The Sea to Cedar Team
Scott Rogers, Program Director
Scott is passionate about this place. As Program Director for Sea to Cedar she prioritizes her efforts around projects that emphasize the revitalization of coastal ecosystems and communities through both research and education. She also works with various communities and the Raincoast Conservation Foundation in efforts to protect local bears and wolves from trophy hunting, to educate youth about co-existing with carnivores, and to study carnivore-salmon-human systems in coastal British Columbia. Researching wild salmon since 2003, she is also an ecologist and founding board member of Salmon Coast Field Station. She envisions that Sea to Cedar will connect people to community-driven initiatives and inspire solutions for place.
ADRIEN MULLIN, COASTAL CARNIVORE PROJECT MANAGER
Adrien grew up on the west coast of Vancouver Island in Clayoquot Sound. A reverence for the wilds gripped him from a young age, spurring a multi-faceted career mingling with marine and rainforest life on the coast. His passion for conservation and experience with wildlife has led him to head up Sea to Cedar's project focusing on grizzly, black bear, and wolf monitoring. The genuine respect and enthusiasm embodied by Adrien in his efforts to educate and inspire others on wild carnivores has found a firm footing with our coastal carnivore project.
Our steering committee
Megan Adams is an ecologist and Hakai-Raincoast scholar with the University of Victoria and the Raincoast Conservation Foundation. She currently studies carnivore-salmon-human systems in coastal British Columbia, pursuing research that is applied and community driven. Megan also works closely with the Coexisting with Carnivores Alliance on Vancouver Island to develop community-based solutions for reducing human-wildlife conflict. She sits on the scientific advisory board for the Spirit Bear Research Foundation, and is actively involved in the research community of Salmon Coast Field Station.
Primarily working through the lens of food sovereignty, Jesse Howardson is deeply committed to biocultural diversity, community-led conservation, and resilient, culturally relevant food systems. She supports a wide spread of projects in these areas as a researcher, grant writer and project coordinator. Jesse has been connected to conservation research on the coast since 2009, learning from communities in the Southern GBR region and lending her skill set where it fits. She has been involved in small-scale organic vegetable and seed production for 8 years, and currently coordinates multiple urban food literacy programs focused on seed sovereignty and food access.

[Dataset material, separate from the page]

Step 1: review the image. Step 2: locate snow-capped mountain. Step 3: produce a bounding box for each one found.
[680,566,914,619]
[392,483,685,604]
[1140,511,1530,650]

Fraser Murray & Becky Eert
Fraser Murray And Becky Eert are operators and part-owners of the family-run Nimmo Bay Resort in the Broughton Archipelago. They are leaders in ecotourism and sustainability in British Columbia, incorporating corporate responsibility into everything from the source of the food to the generation of clean electricity to the development of wildlife and wilderness programs for Nimmo Bay guests. Born and raised in the Broughton, Fraser has a passion for supporting local communities and ecosystems. In 2014, they decided to donate 1% of annual Nimmo profits to Sea to Cedar.

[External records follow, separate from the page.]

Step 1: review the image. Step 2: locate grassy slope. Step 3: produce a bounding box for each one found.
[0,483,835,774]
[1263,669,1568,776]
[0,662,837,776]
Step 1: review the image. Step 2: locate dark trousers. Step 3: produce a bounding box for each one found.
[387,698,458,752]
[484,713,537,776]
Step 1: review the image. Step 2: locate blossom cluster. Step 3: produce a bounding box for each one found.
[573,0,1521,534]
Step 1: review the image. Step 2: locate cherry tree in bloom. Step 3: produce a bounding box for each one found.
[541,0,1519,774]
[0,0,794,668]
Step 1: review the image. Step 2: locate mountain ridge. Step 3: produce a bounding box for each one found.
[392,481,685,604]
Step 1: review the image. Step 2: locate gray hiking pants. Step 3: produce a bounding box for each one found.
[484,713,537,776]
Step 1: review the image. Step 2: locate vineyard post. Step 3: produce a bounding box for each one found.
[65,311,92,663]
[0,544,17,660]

Mark Worthing is a multidisciplinary activist, naturalist and journalist who has an affinity for the wilder landscapes of British Columbia. Mark's journey has led him through research & logistics work at Greenpeace Canada and decolonizing projects with Greenpeace International. He is a founder of Tanker Free BC, a salmon stream walking enthusiast, a grassroots community organizer and a keen nemophilist. Triangulating between activism, academia and wilderness exploration his experience ranges from orca & salmon research to occupying tar sands operations in northern Alberta. A journalist, videographer, and researcher, Mark currently works at Sierra Club BC as the Forests & Biodiversity Campaigner.